The amount of historical idiocy and fallacies surrounding the history of the Southwest is staggering, chief among them the “Aztlan” fairy tales. What’s the truth? How did the Spanish Europeans conquer the Southwest? The “conquistadores” (that means “conquerors”) did it with the lance, and the lash.

For example, in 1541 Coronado entered present-day New Mexico (which included present Arizona during the Spanish era) searching for the “lost cities of gold.” One of his first actions upon meeting the natives was to burn 100s of them alive in their dwellings, for not handing over suspected horse thieves. That is how Spain conquered the natives of the present US Southwest–not with hugs and kisses! It was certainly no love-fest between long-lost brown-skinned soul- mates, as it is often portrayed today by the delusional Aztlaners today, who spin the “new bronze race of Mestizos” toro-mierda.

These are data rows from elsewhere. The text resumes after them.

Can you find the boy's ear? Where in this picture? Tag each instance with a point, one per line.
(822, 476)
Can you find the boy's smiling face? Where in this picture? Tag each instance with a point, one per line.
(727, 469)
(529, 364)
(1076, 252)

By 1821, Mexico City was strong enough to overthrow even more decrepit and ineffectual Spanish rule. However, the distant provinces of the current US Southwest were far beyond the reach of the authority of independent but strife- torn Mexico. These distant northern provinces received neither military protection nor needed levels of trade from the south. Under Spanish rule, trade with the USA was forbidden, but at least Spain provided trade and Army protection from hostile Indians. Under Mexican neglect, the Southwest received neither trade nor protection from Mexico City.